LONDON, April 20, 2010 /PRNewswire/ — Lloyd’s List – the leading news and information service for the global shipping industry – has learned that the UK Department for Transport is allowing Dover ferry operators to carry passengers in numbers that would normally be illegal under rules against overloading, in a bid to repatriate travellers stranded by the aviation crisis.
French authorities are understood to have made similar provisions for French concerns.
SeaFrance confirmed that it had taken advantage of the one-off bilateral derogation, which expires at the end of the week, although P&O Ferries said yesterday that it would not do so, largely because of constraints on the availability of seafarers with the right skills in the off-peak period.
“The UK move suspends whole chunks of the Safety of Life at Sea Convention, introduced after the Titanic disaster of 1912, so that vessels can take 10% more people than the maximum shown on the passenger certificate,” says David Osler, reporter for Lloyd’s List.
“Ratios enforcing the provision of lifeboats for 30% of those on board and additional liferafts for 25% of those on board have also been lifted for the time being. Both moves are unprecedented, at least in recent times,” continued Osler.
But a spokesman for the Maritime and Coastguard Agency denied that the radical step put the public at risk, despite the huge annual death toll from overloaded ferries in the third world.
Under the deal, all voyages must be completed in daylight and in favourable weather and must take on additional crew if needed for passenger control, he stressed. Moreover, modern vessels typically have lifeboat capacity above the permissible minimum.
The decision was made necessary by last week’s eruption of a volcano in Iceland, forcing the cancellation of the vast majority of airline flights across Europe because it is unsafe to allow jet engines to take in the resultant dust.
Tens of thousands of Britons from all over the world have made their way to France to use ferry services to get home, with operators reporting summer peak levels of demand.
In legal terms, the MCA, acting in the name of transport secretary Lord Adonis, has invoked powers under s.294 of the Merchant Shipping Act 1995 to exempt UK flag vessels operating from Dover, and within 20 miles of a coast, from two sets of requirements.
The first is regulation 23 of the Merchant Shipping (Survey and Certification) Regulations 1995, which prohibits a vessel sailing with more passengers than stated on its passenger certificate.
The second is regulations 9, 43, 64 and 74 of the Merchant Shipping (Life-Saving Appliances for Ships Other Than Ships of Classes III to VI(A)) Regulations 1999. These lay down specifications for the ratio of lifesaving equipment to numbers on board, and the total time for evacuations.
A number of caveats are made, but essentially the exemption has been designed to make it as easy as possible for ferries to carry as many passengers as is viable.
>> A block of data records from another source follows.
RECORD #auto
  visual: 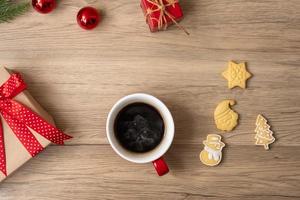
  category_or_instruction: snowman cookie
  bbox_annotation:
[200,134,225,166]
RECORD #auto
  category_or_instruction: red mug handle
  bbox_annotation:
[152,157,169,176]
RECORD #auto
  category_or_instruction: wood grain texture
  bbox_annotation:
[0,0,300,200]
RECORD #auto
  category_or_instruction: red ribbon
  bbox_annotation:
[0,73,72,176]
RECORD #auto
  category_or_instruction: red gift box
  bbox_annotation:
[141,0,183,32]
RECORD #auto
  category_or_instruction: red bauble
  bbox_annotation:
[77,6,100,30]
[32,0,56,14]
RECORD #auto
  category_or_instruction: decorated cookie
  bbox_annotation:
[200,134,225,166]
[254,114,275,150]
[222,61,251,89]
[214,100,239,131]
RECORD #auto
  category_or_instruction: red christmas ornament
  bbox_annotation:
[32,0,56,14]
[77,6,100,30]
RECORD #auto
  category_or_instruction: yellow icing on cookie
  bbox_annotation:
[222,61,251,89]
[254,114,275,150]
[214,100,239,131]
[199,134,225,166]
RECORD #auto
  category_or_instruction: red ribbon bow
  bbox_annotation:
[0,73,72,175]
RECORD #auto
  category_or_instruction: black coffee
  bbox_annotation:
[114,103,164,152]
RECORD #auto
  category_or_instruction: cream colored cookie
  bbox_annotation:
[199,134,225,166]
[214,100,239,131]
[254,114,275,150]
[222,61,252,89]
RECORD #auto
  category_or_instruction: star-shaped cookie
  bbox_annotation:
[222,61,252,89]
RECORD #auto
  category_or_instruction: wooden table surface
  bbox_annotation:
[0,0,300,200]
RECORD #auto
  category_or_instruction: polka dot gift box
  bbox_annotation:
[0,67,71,182]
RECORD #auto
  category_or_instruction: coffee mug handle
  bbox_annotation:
[152,157,169,176]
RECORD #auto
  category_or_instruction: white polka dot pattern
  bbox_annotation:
[0,118,7,176]
[0,74,72,175]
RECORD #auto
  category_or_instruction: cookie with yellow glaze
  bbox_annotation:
[222,61,252,89]
[214,100,239,131]
[254,114,275,150]
[199,134,225,166]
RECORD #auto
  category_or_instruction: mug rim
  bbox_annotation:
[106,93,175,163]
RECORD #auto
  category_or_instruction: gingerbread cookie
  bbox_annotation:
[222,61,251,89]
[199,134,225,166]
[254,114,275,150]
[214,100,239,131]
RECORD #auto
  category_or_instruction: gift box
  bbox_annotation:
[141,0,183,32]
[0,67,71,182]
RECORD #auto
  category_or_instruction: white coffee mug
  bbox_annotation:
[106,93,175,176]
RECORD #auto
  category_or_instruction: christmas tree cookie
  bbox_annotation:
[254,114,275,150]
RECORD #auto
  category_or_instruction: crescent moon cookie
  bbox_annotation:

All this is possible under a get-out clause in chapter III of Solas, which states: “[An] administration may, if it considers that the sheltered nature and conditions of the voyage are such as to render the application of any specific requirements of this chapter unreasonable or unnecessary, exempt from those requirements individual ships or classes of ships which, in the course of their voyage, do not proceed more than 20 miles from the nearest land.”
Philip Roche, a partner at law firm Norton Rose, was in no doubt that the dispensation was allowable in international law. “It is not unsafe, I would say, so long as it is limited to this one particular route for the time it is needed,” he said.
However, a P&O source commented: “This might be very relevant for some operators. But we have got no scope to go beyond the certification we have already got, for all sorts of practical reasons, especially the level of crewing on the ships at this time of year. We need people with the right qualifications and experience to make it work, and we have gone as far as we can.”